Через час опять звонок, и опять разведчик ругает меня.
— Вы что там, шутить изволили? — слышу рокочущий басок командира полка. — О «языке» генералу доложено.
У меня на лбу выступает испарина. Притихли солдаты-телефонисты. В их взглядах я читаю недоумение: куда мог деться Кудайбергенов со своим немцем? По времени пленный уже должен быть доставлен.
Не выдерживая, звоню разведчику. Прошу его сообщить, как только приведут «языка».
— Ладно, — недовольным голосом отвечает. — Позвоню.
Медленно ползет время. Нет ни комбата, ни Третьякова. Белоусов ушел на позицию, а Иван у артиллеристов. Они бы хоть советом облегчили душу.
— Артемьев, — не выдерживаю я. — Берите двух солдат и проверьте дорогу. Дойдете до штаба — позвоните.
Сижу у телефона, то и дело бросая на него взгляд. Никто из нас не спит. Не спят и женщины. При каждом нашем слове, телефонном звонке они вздрагивают. Настороженно смотрят. Изредка плачет ребенок.
Наконец звонит Артемьев: все осмотрел, следов каких.

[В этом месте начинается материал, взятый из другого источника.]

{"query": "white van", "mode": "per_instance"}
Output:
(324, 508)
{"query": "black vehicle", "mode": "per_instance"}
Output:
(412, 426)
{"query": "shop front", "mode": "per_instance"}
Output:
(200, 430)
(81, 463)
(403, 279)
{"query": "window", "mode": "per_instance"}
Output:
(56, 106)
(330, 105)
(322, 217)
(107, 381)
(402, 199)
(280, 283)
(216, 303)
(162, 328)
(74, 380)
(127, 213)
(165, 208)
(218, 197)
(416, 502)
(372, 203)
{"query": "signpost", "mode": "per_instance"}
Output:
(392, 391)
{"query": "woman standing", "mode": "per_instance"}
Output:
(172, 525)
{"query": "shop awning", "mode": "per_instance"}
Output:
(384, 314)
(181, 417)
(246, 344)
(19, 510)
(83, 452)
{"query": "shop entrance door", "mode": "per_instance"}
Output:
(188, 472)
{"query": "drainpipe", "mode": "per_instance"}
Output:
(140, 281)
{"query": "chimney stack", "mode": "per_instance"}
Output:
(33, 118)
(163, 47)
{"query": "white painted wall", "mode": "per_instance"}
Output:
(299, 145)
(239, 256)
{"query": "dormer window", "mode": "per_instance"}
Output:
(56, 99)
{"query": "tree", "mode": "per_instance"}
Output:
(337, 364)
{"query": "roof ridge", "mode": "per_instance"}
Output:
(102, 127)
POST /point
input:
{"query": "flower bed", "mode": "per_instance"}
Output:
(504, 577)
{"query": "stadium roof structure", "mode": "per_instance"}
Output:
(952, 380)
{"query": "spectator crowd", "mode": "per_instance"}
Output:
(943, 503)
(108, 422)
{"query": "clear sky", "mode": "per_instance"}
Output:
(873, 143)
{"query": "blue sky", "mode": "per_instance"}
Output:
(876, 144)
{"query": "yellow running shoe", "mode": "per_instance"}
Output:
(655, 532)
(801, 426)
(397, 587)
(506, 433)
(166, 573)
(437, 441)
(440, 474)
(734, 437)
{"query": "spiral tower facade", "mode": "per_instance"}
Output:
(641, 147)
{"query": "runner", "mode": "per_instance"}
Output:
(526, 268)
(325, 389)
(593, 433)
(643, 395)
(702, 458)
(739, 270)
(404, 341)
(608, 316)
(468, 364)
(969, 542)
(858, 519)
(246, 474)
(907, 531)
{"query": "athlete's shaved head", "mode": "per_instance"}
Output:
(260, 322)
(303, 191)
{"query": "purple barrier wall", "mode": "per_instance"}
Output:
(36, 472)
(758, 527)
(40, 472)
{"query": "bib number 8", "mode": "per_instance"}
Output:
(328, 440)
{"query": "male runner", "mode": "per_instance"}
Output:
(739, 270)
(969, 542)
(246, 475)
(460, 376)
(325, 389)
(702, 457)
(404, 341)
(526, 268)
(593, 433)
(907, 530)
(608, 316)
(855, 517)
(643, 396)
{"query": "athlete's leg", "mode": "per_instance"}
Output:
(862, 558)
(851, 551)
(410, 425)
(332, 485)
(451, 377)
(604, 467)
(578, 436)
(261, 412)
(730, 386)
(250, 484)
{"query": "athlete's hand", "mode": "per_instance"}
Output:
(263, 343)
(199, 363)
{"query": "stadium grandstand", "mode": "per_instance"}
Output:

В томительном ожидании прошла ночь. На рассвете солдаты нашли куски порезанного тесьмяного ремня, которым связывали руки немцу. Потом нашли Кудайбергенова. Он лежал у сосны. Обхватив руками ствол, пытался подняться. Рядом на земле немецкий тесак. Тот самый, что показывал нам солдат накануне.
Лезвие его было в крови. Сквозь следы крови проступает готика: «Все для Германии».
— Просил… фриц… развязать… Убежал, — беззвучно выдохнул солдат. И опять впал в беспамятство.
— Добрая душа ты, Юлдаш, — покачал головой Артемьев.
Узнав о побеге немца, командир батальона приказал немедленно сменить место штаба. И едва мы это сделали, как на дом обрушился бешеный налет. Потом мне говорили, что будто бы вышедшую из подвала женщину немецкие мины застали во дворе.
Каждое селение в Австрии приходилось брать с боем. Вспоминаю одно из них. Гиллендорф или Герндорф? Одним словом, с окончанием «дорф» — деревня.
Днем из штаба полка позвонили:
— Разведать село. Уточнить, занято ли оно противником. Результаты доложить к исходу дня.